Pupils begin to focus on their own feelings and beliefs about religion and life experiences. They are given opportunities to reflect upon, question and respond to what they are learning in Religious Education.
Social, Moral, Spiritual and Cultural (S.M.S.C.)
Social, Moral, Spiritual and Cultural awareness enables children to become healthy, independent and responsible members of society. We encourage our pupils to play a positive role in contributing to the life of the school and the wider community. The children fund raise for many good causes such as ‘Children in Need. Our school choir performs concerts for local community groups, and we are often involved with local projects.
We teach them how society is organised and governed. We ensure that they experience the process of democracy in school through the School Council. We teach them about rights and responsibilities to have a strong sense of right and wrong, an understanding of fairness and equality. An ability to reflect upon and act on the consequences of their own actions help children understand the qualities and attitudes required to build and maintain good friendships
Children learn to appreciate what it means to be a positive member of a diverse multicultural society. We aim to help them develop awareness, understanding and appreciation of different cultures of the world. How countries believe in their own religions, traditions, beliefs and ways of doing things e.g. Celebrations and festivals, family values, food, the arts -music/ drama/ dance and language.
We teach them how society is organised and governed. We ensure that they experience the process of democracy in school through the School Council. We teach them about rights and responsibilities to have a strong sense of right and wrong, an understanding of fairness and equality.
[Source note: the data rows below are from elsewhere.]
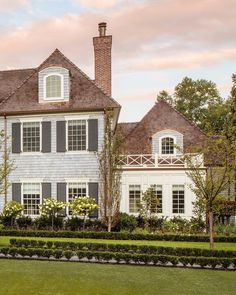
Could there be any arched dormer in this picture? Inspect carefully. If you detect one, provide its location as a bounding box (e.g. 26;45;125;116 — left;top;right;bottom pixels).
38;67;70;103
152;129;183;155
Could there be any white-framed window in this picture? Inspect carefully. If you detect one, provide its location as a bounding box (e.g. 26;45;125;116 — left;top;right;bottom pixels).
67;120;88;151
151;184;162;213
172;185;185;213
129;184;141;213
160;136;175;155
43;73;64;100
67;182;88;215
21;182;42;215
21;122;41;153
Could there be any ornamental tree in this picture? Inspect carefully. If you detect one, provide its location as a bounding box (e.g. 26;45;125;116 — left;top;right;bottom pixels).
2;201;24;226
39;198;66;230
185;138;235;249
69;196;99;230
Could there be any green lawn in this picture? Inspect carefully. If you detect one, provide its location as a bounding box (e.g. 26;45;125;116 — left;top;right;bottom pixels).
0;236;236;251
0;259;236;295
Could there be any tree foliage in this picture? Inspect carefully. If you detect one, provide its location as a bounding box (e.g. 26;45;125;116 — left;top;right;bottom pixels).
98;111;122;232
185;137;235;248
157;77;227;134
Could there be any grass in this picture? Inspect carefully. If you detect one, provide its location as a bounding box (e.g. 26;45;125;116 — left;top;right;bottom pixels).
0;236;236;251
0;259;236;295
An ability to reflect upon, and act on the consequences of their own actions, helps children understand the qualities and attitudes required to build and maintain good friendships.
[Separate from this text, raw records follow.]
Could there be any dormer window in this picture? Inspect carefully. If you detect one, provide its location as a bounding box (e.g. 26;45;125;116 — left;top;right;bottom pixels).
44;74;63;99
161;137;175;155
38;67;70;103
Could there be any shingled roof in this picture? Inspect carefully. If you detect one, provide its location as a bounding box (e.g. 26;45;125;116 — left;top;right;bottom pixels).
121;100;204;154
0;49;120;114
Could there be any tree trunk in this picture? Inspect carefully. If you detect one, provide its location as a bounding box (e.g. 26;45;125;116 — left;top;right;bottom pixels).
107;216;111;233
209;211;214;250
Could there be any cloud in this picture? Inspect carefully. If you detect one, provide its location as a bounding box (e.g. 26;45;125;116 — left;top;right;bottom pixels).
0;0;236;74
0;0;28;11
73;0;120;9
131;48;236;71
Nurture a sense of awe and wonder of the world around them. To develop an awareness of what is ‘sacred’ what it means to individuals and cultures.
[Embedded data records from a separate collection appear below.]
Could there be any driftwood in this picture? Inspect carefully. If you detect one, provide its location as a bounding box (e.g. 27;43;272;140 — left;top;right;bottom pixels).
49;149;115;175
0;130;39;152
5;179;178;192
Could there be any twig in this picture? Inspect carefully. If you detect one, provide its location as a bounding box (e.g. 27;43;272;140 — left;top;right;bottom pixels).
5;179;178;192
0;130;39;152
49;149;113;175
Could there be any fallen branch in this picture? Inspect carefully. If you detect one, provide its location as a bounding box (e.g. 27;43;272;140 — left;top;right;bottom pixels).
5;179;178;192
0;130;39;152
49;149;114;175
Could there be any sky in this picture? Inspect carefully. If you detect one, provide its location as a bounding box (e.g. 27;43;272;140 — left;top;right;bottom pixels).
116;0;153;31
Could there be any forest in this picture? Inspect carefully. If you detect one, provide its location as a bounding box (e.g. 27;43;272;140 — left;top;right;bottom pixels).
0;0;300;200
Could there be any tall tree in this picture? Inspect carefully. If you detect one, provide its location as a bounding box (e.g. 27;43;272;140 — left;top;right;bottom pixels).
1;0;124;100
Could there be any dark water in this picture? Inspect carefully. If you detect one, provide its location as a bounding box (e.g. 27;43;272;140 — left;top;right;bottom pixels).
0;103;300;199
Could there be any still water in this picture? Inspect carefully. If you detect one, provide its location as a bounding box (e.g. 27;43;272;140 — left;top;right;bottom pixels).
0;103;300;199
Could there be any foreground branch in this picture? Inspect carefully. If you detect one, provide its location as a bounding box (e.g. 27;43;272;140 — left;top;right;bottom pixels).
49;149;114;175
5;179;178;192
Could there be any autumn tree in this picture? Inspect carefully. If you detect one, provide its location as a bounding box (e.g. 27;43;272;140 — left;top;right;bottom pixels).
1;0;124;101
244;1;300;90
Respect and appreciate that many people’s religion and cultures believe in a Creator or Being that helps to guide your development/ growth and enable a positive personal contribution to your world.
Develop a sense of curiosity about their place in the world and their own potential.
Foster an appreciation of the intangible, inner lives and non material well being.
Having a strong sense of right and wrong, an understanding of fairness and equality and apply this in their own lives.
An ability to reflect upon and act on the consequences of their own actions.
Children understand the wider social groupings of which they are a member, they are able to relate to others and understand the qualities and attitudes required to build and maintain good friendships.
An awareness, understanding and appreciation of different cultures of the world.
How countries believe in their own religions, traditions, beliefs and ways of doing things e.g. Celebrations and festivals, family values, food, the arts -music/ drama/ dance and language.
A willingness to participate in and respond to cultural opportunities in the wider community.
Aspects of human life and experience such as, belonging, relationships, suffering, encourages questions about life events and personal values. Interest in the Natural World enables pupils to further explore their inner-self developing skills of empathy, which will aid their ability to give meaningful responses to religious and moral issues.
Modern Foreign Languages
French is now taught to pupils in Years 3 to 6 as part of the curriculum. Children are taught basic grammar and accurate pronunciation and to talk, present, read and write in French.